Datenschutz - Woher hat die IHK die Gewerbeerträge erfahren?

Nach § 9 Abs. 2 des IHK-Gesetzes ist die IHK berechtigt, zur Festsetzung der Beiträge die Bemessungsgrundlagen von den Finanzämtern zu erhalten. Die Finanzämter sind zur Mitteilung berechtigt und verpflichtet. Ihre Berechtigung ergibt sich aus § 31 Abs. 1 der Abgabenordnung, wonach sie die für deren Arbeit notwendigen Besteuerungsunterlagen an Körperschaften des öffentlichen Rechts weitergeben müssen. Es werden ausschließlich diese Daten übermittelt. Weitere anderweitige Einkünfte sind der IHK nicht bekannt. Das Steuergeheimnis ist auch von der IHK zu wahren. Sie darf die mitgeteilten Besteuerungsunterlagen nur für Beitragszwecke verwenden und nicht Dritten offenbaren. Selbst innerhalb der IHK haben nur ausgewählte Mitarbeiter Zugang zu diesen Daten. Der Datenschutz ist damit sichergestellt.

Widerspruch oder Klage?

In Niedersachsen und einigen anderen Bundesländern wurde das frühere förmliche Widerspruchsverfahren abgeschafft und stattdessen die Möglichkeit einer sofortigen Klage mit entsprechenden Kosten vorgesehen. Wir möchten der guten Ordnung halber darauf hinweisen, dass wir selber leider auch nicht berechtigt sind, die dabei geltende Klagefrist von einem Monat ab Bekanntgabe des Beitragsbescheids zu verlängern, und weisen in unserer Rechtsbehelfsbelehrung auch korrekt darauf hin.

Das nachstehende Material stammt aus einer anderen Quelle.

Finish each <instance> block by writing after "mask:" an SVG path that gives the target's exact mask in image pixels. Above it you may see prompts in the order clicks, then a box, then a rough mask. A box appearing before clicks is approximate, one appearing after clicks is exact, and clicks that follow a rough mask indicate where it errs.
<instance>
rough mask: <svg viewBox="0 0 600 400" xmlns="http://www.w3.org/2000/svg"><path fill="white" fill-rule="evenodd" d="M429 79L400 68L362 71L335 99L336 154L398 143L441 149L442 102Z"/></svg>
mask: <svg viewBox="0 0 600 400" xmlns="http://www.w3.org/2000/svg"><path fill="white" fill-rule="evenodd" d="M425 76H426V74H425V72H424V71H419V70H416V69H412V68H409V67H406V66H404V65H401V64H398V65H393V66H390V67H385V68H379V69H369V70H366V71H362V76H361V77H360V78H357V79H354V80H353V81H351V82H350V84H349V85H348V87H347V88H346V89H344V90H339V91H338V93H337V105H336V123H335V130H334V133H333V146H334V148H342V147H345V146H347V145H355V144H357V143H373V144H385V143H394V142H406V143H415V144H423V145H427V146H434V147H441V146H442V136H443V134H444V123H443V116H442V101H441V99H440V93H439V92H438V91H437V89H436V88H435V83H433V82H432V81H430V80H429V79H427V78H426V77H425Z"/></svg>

Wir stehen aber unseren Mitgliedsunternehmen gerne auch weiterhin ohne Klageverfahren für eine direkte Ansprache zur Verfügung und sichern ausdrücklich zu, dass wir formlose „Widersprüche“, die innerhalb dieser Frist an unsere IHK gerichtet werden, auch weiterhin und auch nach Ablauf dieser Frist inhaltlich sachlich prüfen und nach Recht und Gesetz darüber entscheiden werden. Unnötige Gerichtskosten möchten wir Ihnen damit gerne ersparen.